Тоже любишь в куклы играть, Йеста? Барби - Йеста. 
Имел дело с женщиной, перманентные отношения. Каждый раз после секса сливалась. И вроде как отлично должно быть, но самому не верилось, - в некотором роде обидно, будто пользовалась и не больше, явное на лицо противоборство. Сам то к противоборству не стремился, физика просто, мыслил, не более. А там гештальты как в здоровенной комнате окна, сквозит изо всех сил. Осталась один раз, а как осталась так сам ушел, дескать дело появилось. Да, немаловажное, нажраться в пабе. Потом очень премило улыбался от открывшейся сущности - изучено было все досконально: полки с книгами, нутряное стола с бумагами, система незапароленная, благо дедукции там было не особенно.
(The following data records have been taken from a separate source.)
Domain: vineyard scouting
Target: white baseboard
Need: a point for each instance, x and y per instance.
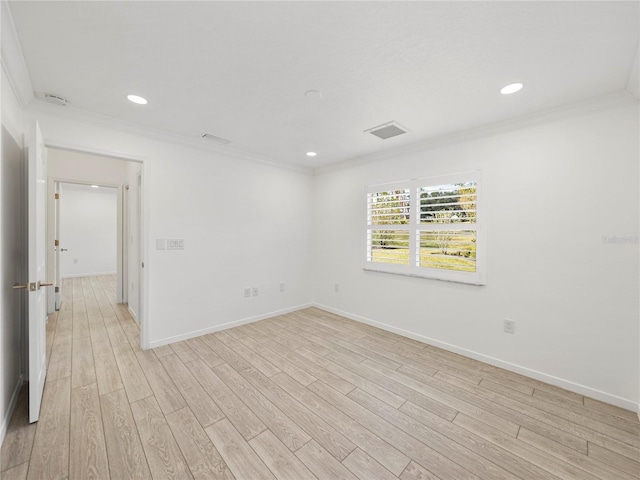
(543, 377)
(10, 408)
(224, 326)
(98, 274)
(133, 313)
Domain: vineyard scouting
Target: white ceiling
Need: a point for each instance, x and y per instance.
(240, 70)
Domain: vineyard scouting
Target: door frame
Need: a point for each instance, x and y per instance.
(143, 225)
(53, 183)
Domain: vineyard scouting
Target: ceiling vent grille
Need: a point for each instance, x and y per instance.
(387, 130)
(213, 138)
(55, 99)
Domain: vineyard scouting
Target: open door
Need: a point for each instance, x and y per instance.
(59, 249)
(36, 186)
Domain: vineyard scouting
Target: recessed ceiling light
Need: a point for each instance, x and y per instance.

Ключи заодно ей оставил. Подумал, далеко ли зайдет... Далеко зашла - так мозгов еще никто не выносил. Познал как женщины могут биться в истерике как дети или зверье, задыхаясь и кидаясь в лицо. Тоже не мог собой владеть - улыбался. Ну это же примитивизм. Скидок не делал. Сказал, чтобы шла учиться изящным искусствам, а то уж слишком как-то молода. Был люто возненавиден. 
- Тебе жить негде? - Немаловажный вопрос все же.
Провел пальцами по боку, погладил живот и перекатнулся по кровати после вставая. Лень было, но больше хотелось пить. Явился уже с сигаретой во рту бесхитростно вручая принесенную пачку сока.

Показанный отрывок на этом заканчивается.